WASHINGTON, KOMPAS.TV – Neil Sheehan, seorang reporter dan penulis pemenang Penghargaan Pulitzer, meninggal dunia pada Kamis (7/1) dalam usia 84 tahun. Sheehan menulis artikel tentang Dokumen Pentagon untuk harian The New York Times (Times) dan mengungkap penipuan di jantung Perang Vietnam dalam buku epiknya.
Associated Press melaporkan, menurut Catherine Sheehan Bruno putrinya, Neil Sheehan meninggal akibat komplikasi penyakit Parkinson.
Sheehan menghabiskan 15 tahun untuk menulis buku epiknya tentang Perang Vietnam yang berjudul “A Bright Shining Lie: John Paul Vann and America in Vietnam” (=“Sebuah Kebohongan yang Terang Benderang: John Paul Vann dan Amerika di Vietnam”). Buku yang dirilis pada 1988 itu memenangkan Penghargaan Pulitzer untuk kategori nonfiksi.
Sheehan bekerja sebagai koresponden perang untuk United Press International (UPI), dan lalu Times pada hari-hari awal keterlibatan Amerika Serikat (AS) dalam Perang Vietnam di tahun 1960an. Di sanalah Sheehan mulai tertarik dengan apa yang disebutnya dengan “perang sia-sia pertama kami” saat “orang-orang tewas sia-sia”.

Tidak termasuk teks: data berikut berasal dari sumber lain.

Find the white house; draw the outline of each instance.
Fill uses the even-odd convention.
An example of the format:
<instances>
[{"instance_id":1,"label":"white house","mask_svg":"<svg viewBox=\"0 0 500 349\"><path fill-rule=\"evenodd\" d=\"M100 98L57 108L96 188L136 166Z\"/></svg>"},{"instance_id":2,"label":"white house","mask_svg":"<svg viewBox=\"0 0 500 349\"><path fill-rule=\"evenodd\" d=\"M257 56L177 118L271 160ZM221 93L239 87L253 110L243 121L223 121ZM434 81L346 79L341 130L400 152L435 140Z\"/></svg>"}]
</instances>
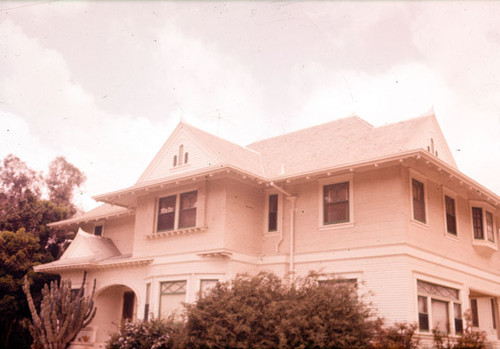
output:
<instances>
[{"instance_id":1,"label":"white house","mask_svg":"<svg viewBox=\"0 0 500 349\"><path fill-rule=\"evenodd\" d=\"M181 122L136 184L95 199L52 224L79 233L35 267L97 280L74 348L259 270L356 280L424 342L436 326L459 334L471 309L500 348L500 197L458 170L432 114L382 127L352 116L246 147Z\"/></svg>"}]
</instances>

Bocornya Pentagon Papers alias Dokumen Pentagon
Sebagai penulis nasional untuk Times yang berbasis di Washington, AS, Sheehan menjadi orang pertama yang memperoleh Pentagon Papers (Dokumen Pentagon), dokumen sejarah massif tentang keterlibatan AS dalam Perang Vietnam yang dibuat oleh Departemen Pertahanan AS. Daniel Ellsberg, seorang mantan konsultan Departemen Pertahanan yang sebelumnya telah membocorkan dokumen yang berkaitan dengan Perang Vietnam ke Sheehan, mengijinkan Sheehan melihat dokumen tersebut.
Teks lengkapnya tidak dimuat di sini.